The $3.4 billion March 2 initial public offering for the parent company of Snapchat — the disappearing photo, video and messaging app — made it the first U.S. company in recent history to go public with non-voting shares, with its two young co-founders retaining more than 90% of voting power.
Leading the charge against trimming or eliminating public shareholder voting rights is the Washington-based Council of Institutional Investors, representing $3 trillion in combined assets and 120 members, including CalSTRS, the $311 billion California Public Employees' Retirement System and other large public pension funds, plus 50 money manager associate members that manage more than $20 trillion in assets.
In a Feb. 3 letter to Snap Inc. co-founder and Chairman Michael Lynton, CII Executive Director Ken Bertsch and 18 CII members acknowledged that in recent years, “some young companies with dynamic leadership and promising products, like Snap, have attracted capital on public markets” despite having dual-class structures.
“However, the performance record of dual-class companies is decidedly mixed in the long run and even in the medium term,” the CII letter said. “Some companies lacking effective accountability to owners do soar for a time, but others crash and burn, and still others pursue mistaken strategies for far too long.”
Mr.
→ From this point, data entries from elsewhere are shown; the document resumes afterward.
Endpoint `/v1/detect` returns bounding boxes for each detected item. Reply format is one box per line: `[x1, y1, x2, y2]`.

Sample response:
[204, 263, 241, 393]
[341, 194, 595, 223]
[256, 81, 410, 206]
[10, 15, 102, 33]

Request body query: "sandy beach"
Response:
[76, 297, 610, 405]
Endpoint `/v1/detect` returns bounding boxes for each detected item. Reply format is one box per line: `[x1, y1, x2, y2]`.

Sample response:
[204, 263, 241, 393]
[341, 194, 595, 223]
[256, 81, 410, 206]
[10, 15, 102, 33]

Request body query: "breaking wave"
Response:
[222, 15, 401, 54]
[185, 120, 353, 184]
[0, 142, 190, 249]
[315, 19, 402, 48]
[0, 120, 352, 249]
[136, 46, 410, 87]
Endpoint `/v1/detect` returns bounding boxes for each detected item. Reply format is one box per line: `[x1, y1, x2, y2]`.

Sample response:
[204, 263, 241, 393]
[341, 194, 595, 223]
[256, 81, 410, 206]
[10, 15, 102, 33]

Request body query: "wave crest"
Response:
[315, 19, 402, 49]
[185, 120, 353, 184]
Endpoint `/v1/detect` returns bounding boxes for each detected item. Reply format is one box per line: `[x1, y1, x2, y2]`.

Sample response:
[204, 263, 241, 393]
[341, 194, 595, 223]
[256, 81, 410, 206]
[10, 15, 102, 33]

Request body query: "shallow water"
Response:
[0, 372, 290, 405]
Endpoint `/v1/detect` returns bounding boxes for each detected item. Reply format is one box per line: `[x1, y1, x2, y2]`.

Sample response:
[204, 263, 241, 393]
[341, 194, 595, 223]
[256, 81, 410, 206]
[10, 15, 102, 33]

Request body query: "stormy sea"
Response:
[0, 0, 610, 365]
Lynton responded, saying the structure, “which prolongs our ability to remain a founder-led company, will maximize our ability to create stockholder value.” Much of the company's success so far, he argued, “is due to the founders' leadership, creative vision and management abilities,” and the board structure calls for a majority of independent directors. While the offering is now in a quiet period, Mr. Lynton promised to meet later with CII to discuss corporate governance and stockholder engagement.